Forschung und Themenschwerpunkte in der Lehre – eine Gefahr für akademische Selbstverwaltung:

Der Universitätsvorstand wollte fünf Forschungs- und fünf Themenschwerpunkte innerhalb der Universität einführen. Es gab einige Bedenken bezüglich des Vorschlags. Das erste Bedenken war, dass es nicht klar war, was das Ziel dieser Schwerpunkte sein sollte. Die Universitätsverwaltung fuhr damit fort, sowohl konfuse als auch verwirrende Informationen zu verbreiten: einerseits sollten diese alle - oder die meisten - akademischen Aktivitäten auf dem Campus beinhalten, andererseits seien es bloße Netzwerkmöglichkeiten für Akademiker_innen. Einerseits sollten sie die verbindlichen Hauptleitlinien, entlang derer die Finanzierung von Seiten nationaler Organe angefragt wird, sein, auf der anderen Seite sollen sie bloße Richtlinien sein, die Unterstützung bieten können, die Finanzierung zu beantragen. Egal wie es kommen sollte, eine Viertelmillion Pfund sollten an jeden Schwerpunkt gekoppelt werden. Das ist viel Geld, welches von andere Stelle her hätte kommen müssen, für eine derart schlecht durchdachte Sache. Das zweite Bedenken zur vorgeschlagenen Einführung der Themenschwerpunkte bezieht sich auf deren Auswahl.

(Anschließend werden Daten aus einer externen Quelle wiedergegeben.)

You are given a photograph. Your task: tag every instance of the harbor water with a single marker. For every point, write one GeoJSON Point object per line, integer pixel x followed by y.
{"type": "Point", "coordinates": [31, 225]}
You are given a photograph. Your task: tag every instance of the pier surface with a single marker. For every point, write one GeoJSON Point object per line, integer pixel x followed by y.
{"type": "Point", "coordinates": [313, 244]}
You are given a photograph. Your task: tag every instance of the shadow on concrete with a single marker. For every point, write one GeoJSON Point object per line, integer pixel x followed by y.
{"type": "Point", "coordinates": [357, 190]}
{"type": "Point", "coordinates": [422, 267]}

Die Universitätsverwaltung wollte selbst fünf ebendieser vorschlagen. Später, nachdem Druck aufgebaut wurde, durften die Akademiker_innen ihre eigenen Vorschläge machen. Von Anfang an wurde ein Schwerpunkt zu Sicherheit vom Vizevorstand Joanne Wright forciert. Sie sollte auch verantwortlich sein für das Thema zur nationalen Sicherheit. Diese zwei Themen scheinen besonders skandalös, sowohl für die akademischen Angestellten, als auch für die Studierenden, da sie aus einem unkritischen Blick auf den „War on Terror“ seitens der Regierung kommen.2

Ein Fokus auf die Drittmittelfinanzierung durch den Markt

Es gab einen starken Trend, die Hochschulbildung von einem öffentlichen Modell zu einem marktorientierten Modell zu verschieben. Die Einführung von Studiengebühren und Langzeitstudiengebühren waren unterschwellige Zeichen hierfür. Auch die Möglichkeit für private Firmen, offiziell anerkannte Abschlüsse innerhalb ihrer Ausbildungskurse ausweiten zu können, ist ein weiteres Zeichen. Als Ergebnis gehen Universitäten dazu über, sich unabhängige Wege zur Selbstfinanzierung zu suchen. Die größte Einkommensquelle ist hierbei Forschungsfinanzierung. Die zweitgrößte sind internationale Studierende, die mehr als das dreifache der Gebühren zahlen, die europäische Studierende zahlen müssen. Diese rassistische Politik bedeutet, dass grundsätzlich nur die außereuropäischen Studierenden überhaupt eine Chance haben hier (im Vereinigten Königreich – Anm. d. Übers.) zu studieren, die sehr reich sind. Des Weiteren bedeutet dies, dass Universitäten ihren Schwerpunkt auf den internationalen Markt verlegen. In Sussex wurde entschieden, dass der beste Weg, um dies zu tun die sog. Ausweitung der ‚Business School‘ sei. Sussex ist keine ‚Business School‘ und wenn sie diese schaffen würde, müssten sie sich gegen den Ruf von der London School of Economics und anderen gefestigten ‚Business Schools‘ bewähren. Es würde einfach keinen Sinn machen!

Die Massenkampagne

Als sich die Unsicherheit über die Probleme, vor denen wir standen, der Entschlossenheit zu Kämpfen gewichen war, entschieden wir uns dafür, ein Massentreffen für die siebte Woche einzuberufen. Das Ziel dieses Treffens war, die Informationen über die zu bewältigenden Probleme zu streuen und den Widerstand gegen die Umstrukturierungen und gegen die Pläne der Universitätsleitung auf eine Massenbasis zu stellen. Das Meeting wurde gut angenommen und so kamen über 250 Studierende und Angestellte der Uni. Dieses Treffen ist als großer Erfolg zu bewerten: Nach anfänglicher Unsicherheit über die Entscheidungsstrukturen, wurde beschlossen, dass es die zentrale Organisationsstruktur der Kampagne werden sollte. Es wurde ebenso beschlossen, dass über eine Entscheidungs- und die Organisationsstruktur auf dem nächsten Treffen diskutiert werden sollte. Zudem sollten Forderungen aufgestellt und für die 9. Woche eine Demonstration auf dem Campus organisiert werden.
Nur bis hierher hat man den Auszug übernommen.